Medical billing big Episource is notifying thousands and thousands of individuals throughout the USA that their private and well being data was stolen in a cyberattack earlier this yr.
The breach impacts greater than 5.4 million individuals, in response to an inventory with the U.S. Division of Well being and Human Providers, making it one of many largest healthcare breaches of the yr up to now.
Episource, owned by medical health insurance big UnitedHealth Group’s subsidiary Optum, gives billing adjustment to the docs, hospitals, and different organizations that work within the healthcare trade. As such, the corporate handles giant quantities of sufferers’ private and medical knowledge to course of claims via their medical health insurance.
In notices filed in California and Vermont on Friday, Episource stated a prison was capable of “see and take copies” of affected person and member knowledge from its programs throughout the weeklong breach ending February 6.

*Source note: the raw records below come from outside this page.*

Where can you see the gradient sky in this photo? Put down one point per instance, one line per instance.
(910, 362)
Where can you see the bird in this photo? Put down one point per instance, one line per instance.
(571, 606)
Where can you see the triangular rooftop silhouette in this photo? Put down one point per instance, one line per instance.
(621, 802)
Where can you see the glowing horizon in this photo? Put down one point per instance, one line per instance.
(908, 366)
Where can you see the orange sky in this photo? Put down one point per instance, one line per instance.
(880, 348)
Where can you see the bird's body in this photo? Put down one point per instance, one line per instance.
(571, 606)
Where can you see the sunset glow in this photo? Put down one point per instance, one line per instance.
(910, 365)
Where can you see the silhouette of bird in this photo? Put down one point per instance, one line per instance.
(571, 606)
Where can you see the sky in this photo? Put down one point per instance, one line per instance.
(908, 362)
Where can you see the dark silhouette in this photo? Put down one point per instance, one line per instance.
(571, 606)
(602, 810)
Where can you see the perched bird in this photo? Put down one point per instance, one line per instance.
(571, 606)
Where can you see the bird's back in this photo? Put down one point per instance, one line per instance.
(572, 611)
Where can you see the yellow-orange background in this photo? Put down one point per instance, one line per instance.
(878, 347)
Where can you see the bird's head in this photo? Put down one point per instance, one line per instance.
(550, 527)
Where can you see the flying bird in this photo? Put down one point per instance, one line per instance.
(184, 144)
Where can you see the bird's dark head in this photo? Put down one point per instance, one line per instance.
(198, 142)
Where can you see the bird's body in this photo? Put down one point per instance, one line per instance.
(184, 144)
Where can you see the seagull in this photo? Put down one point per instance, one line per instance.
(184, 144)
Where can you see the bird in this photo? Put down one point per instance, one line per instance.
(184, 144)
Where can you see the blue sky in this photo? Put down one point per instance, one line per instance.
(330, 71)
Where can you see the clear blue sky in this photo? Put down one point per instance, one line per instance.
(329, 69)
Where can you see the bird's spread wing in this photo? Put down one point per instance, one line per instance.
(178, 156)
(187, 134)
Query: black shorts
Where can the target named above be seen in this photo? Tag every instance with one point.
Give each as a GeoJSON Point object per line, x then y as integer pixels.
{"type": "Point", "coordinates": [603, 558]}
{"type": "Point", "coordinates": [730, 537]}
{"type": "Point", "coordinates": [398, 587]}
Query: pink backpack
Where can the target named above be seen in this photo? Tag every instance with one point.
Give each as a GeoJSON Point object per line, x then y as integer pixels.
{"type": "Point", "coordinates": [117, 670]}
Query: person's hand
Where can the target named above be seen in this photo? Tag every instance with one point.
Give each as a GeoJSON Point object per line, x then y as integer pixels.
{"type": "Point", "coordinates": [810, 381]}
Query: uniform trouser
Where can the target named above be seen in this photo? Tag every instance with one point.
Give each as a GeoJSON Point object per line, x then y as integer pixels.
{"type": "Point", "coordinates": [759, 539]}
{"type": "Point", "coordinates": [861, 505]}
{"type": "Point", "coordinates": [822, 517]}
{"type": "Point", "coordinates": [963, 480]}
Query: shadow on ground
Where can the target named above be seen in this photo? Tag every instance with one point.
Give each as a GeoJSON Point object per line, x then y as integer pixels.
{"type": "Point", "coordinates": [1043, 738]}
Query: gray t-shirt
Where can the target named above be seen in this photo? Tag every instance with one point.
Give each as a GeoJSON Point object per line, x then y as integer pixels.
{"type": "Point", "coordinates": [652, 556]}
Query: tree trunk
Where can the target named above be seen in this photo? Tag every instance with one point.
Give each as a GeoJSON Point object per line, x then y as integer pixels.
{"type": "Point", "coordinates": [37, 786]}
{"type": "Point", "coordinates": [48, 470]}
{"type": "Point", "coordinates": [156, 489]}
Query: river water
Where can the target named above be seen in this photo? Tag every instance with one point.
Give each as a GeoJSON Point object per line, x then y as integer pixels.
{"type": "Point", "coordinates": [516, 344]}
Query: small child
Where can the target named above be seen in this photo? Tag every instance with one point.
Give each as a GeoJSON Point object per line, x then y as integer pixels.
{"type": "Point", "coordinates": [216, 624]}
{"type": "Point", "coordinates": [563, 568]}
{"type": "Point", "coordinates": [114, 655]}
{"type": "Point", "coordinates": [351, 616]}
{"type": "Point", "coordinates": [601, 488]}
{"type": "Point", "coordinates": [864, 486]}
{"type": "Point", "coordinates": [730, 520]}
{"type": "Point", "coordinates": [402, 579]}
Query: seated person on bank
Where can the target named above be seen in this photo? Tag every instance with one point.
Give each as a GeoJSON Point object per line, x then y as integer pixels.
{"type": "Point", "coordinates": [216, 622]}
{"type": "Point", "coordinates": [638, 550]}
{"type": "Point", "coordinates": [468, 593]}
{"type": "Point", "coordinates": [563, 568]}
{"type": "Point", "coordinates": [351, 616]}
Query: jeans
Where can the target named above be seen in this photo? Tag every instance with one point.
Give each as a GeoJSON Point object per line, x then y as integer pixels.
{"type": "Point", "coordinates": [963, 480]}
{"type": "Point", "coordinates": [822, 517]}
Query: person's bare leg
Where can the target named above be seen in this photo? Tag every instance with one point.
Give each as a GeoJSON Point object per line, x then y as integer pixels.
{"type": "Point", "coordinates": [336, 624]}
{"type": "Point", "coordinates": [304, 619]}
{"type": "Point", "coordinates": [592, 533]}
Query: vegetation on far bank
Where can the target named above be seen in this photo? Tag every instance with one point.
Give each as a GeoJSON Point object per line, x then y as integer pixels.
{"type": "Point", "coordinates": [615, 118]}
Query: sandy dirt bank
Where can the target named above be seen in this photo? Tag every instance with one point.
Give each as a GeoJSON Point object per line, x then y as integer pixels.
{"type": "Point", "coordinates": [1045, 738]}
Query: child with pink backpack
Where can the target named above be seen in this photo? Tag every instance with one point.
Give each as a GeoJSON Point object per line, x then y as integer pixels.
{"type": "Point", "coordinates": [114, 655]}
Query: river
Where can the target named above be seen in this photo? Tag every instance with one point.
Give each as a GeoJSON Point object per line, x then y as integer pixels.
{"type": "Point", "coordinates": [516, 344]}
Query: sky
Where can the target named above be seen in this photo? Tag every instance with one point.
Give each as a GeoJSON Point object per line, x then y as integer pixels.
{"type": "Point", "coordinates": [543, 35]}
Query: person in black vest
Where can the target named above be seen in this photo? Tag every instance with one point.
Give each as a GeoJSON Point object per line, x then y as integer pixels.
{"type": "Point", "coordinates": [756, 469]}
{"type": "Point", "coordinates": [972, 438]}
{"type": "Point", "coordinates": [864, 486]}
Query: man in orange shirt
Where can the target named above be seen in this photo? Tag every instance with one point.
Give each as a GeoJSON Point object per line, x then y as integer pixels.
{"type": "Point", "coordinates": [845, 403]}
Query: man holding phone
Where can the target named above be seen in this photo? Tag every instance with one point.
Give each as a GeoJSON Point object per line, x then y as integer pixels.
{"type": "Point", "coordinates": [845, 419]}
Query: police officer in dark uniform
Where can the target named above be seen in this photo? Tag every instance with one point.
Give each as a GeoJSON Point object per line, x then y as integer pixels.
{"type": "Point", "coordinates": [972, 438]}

The stolen data consists of private data, similar to names, postal and electronic mail addresses, and telephone numbers, in addition to protected well being knowledge, together with medical file numbers, and knowledge referring to docs, diagnoses, medicines, check outcomes, imaging, care, and different remedy. The stolen knowledge additionally comprises medical health insurance data, like well being plans, insurance policies, and member numbers.
Episource didn’t describe the character of the incident, however Sharp Healthcare, one of many corporations that works with Episource and was affected by the cyberattack, advised its clients that the Episource hack was brought on by ransomware.
That is the most recent cybersecurity incident to hit UnitedHealth lately.
Change Healthcare, one of many largest corporations within the U.S. healthcare trade that processes billions of well being transactions every year, was hacked by a ransomware gang in February 2024, resulting in the theft of greater than 190 million Individuals’ private and well being data. The cyberattack was the most important healthcare data breach in U.S. historical past.
A number of months later, UnitedHealth’s Optum unit left an inside chatbot utilized by staff to ask about claims uncovered to the web.